El sonido poseía la peculiar cualidad de surgir de todas partes de la pequeña habitación, más bien que de un punto concreto.

Esta nota de gorjeo formaba parte de Doc Savage; se trataba de una cosa inconsciente que hacía en momentos de emoción.

Solía brotar de sus labios cuando trazaba algún plan de acción; en ocasiones sonaba para infundir esperanza a algún miembro en apuro, de su grupo de aventureros.

Aquellas notas melódicas eran suficientes para reanimar al más abatido de los hombres.

De vez en cuando producíase cuando Doc estaba satisfecho de sí mismo. Y por esta razón resonaba en aquella ocasión.

Encendió las luces y luego alineó a los pistoleros privados de conocimiento. Eran once.

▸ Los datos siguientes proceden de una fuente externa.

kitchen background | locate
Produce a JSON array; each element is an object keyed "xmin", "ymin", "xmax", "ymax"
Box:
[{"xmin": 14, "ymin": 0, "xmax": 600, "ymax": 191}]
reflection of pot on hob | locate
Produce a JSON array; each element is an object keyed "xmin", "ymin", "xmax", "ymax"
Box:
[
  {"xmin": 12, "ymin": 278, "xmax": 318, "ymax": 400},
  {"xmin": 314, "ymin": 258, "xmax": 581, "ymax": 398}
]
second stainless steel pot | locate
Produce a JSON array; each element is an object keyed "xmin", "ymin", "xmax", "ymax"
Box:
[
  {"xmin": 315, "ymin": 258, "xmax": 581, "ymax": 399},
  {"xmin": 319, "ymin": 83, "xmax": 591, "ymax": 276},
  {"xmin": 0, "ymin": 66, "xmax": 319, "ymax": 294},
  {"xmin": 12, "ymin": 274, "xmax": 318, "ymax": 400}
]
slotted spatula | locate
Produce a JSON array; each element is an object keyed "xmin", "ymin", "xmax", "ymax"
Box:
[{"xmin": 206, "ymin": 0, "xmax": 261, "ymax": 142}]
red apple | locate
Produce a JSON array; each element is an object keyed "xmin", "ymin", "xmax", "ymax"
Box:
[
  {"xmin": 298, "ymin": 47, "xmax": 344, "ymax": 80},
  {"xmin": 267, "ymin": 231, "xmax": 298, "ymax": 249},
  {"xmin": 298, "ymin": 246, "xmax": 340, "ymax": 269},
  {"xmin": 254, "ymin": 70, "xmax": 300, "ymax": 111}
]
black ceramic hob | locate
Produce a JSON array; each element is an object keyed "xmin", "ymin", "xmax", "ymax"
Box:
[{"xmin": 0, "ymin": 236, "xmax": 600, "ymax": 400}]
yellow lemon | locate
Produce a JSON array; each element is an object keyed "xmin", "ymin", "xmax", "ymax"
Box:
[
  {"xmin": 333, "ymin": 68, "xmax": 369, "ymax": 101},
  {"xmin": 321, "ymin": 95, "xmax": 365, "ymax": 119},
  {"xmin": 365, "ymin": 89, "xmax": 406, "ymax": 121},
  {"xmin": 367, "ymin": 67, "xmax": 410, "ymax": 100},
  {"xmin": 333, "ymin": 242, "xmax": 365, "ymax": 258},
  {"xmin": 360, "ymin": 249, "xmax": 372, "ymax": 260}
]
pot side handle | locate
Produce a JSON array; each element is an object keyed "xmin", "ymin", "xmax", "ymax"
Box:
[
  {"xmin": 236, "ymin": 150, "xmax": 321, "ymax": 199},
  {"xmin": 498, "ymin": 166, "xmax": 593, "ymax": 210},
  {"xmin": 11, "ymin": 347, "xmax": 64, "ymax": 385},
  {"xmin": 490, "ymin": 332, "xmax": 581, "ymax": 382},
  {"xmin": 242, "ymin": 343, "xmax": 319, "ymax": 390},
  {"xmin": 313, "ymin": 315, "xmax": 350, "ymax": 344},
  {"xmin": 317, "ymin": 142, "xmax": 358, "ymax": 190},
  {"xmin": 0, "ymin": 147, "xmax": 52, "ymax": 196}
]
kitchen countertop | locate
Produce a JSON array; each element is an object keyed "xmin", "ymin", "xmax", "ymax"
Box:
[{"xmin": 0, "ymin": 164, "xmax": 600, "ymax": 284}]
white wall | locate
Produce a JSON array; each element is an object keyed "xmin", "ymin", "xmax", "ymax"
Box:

La caza no fue del todo mala.

Además, tenía la satisfacción de haberla realizado sin la menor efusión de sangre.

Telefoneó a Ham al rascacielos gigantesco de la parte alta de la ciudad.

—Trae tu coche —le ordenó—. Tengo un trabajo para ti.

Diez minutos más tarde, Ham ascendía las desvencijadas escaleras, remolineando su bastón de estoque, dispuesto a entrar en acción al instante.

Al observar a los pistoleros, soltó una risita:

—Veo que ha estado recogiendo algunos ejemplares de la fauna del hampa —comentó—. ¡Bonita colección para engrosar el sanatorio!

Preguntó Doc:

—¿Averiguaste algo del hombre de Keelhaul de Rosa? ¿Sabes dónde se esconde?

—Le apreté los tornillos y «cantó» —declaró Ham—. Pero el desgraciado es sólo un pistolero alquilado para un golpe determinado. Él y su banda fueron contratados sólo para secuestrar a Víctor Vail. Debían entregar al violinista en la calle. El sujeto no tenía idea de la guarida de Keelhaul de Rosa, y también ignora todo lo concerniente a ese golpe. Se limitó a seguir paso a paso las órdenes recibidas.

—¡Qué lástima! —comentó Doc—. Es probable que alguno de la banda que atacó a Víctor Vail fuera de la sala de concierto, sepa dónde está situada esa guarida. En tal caso, Monk los hará «cantar».

Los pistoleros desvanecidos fueron trasladados al coche de Ham.

Éste no preguntó a donde llevarían a los prisioneros. Ya lo sabía. Los criminales serían transportados a las oficinas del rascacielos.

Un día o dos después, se presentarían unos hombres que los conducirían a una institución misteriosa escondida entre la montaña del Estado de Nueva York.

Allí se les practicaría una delicada operación cerebral que les borraría el conocimiento pasado. Luego se les educaría como si fuesen niños y se les enseñaría un oficio que les permitiese ganarse honradamente la vida.

Al ser devueltos de nuevo al mundo, probablemente serían buenos ciudadanos, pues no conocerían nada de su pasado y se les había enseñado a odiar el crimen.

El misterioso sanatorio donde se practicaba esta obra humanitaria era costeado por Doc Savage. El personal, compuesto de eminentes cirujanos y psicólogos, había sido entrenado por el mismo Doc.

Ham condujo su coche hacia el rascacielos donde tenían instalado su cuartel general.

Los pistoleros fueron cargados en el ascensor particular, usado para casos especiales y reservado exclusivamente para su servicio.

Llevando a rastras a varios de los gangsters, seguido de Ham, entró en su oficina.

Y, estupefacto, se detuvo en seco.

¡Víctor Vail, el violinista ciego, estaba sentado en la oficina!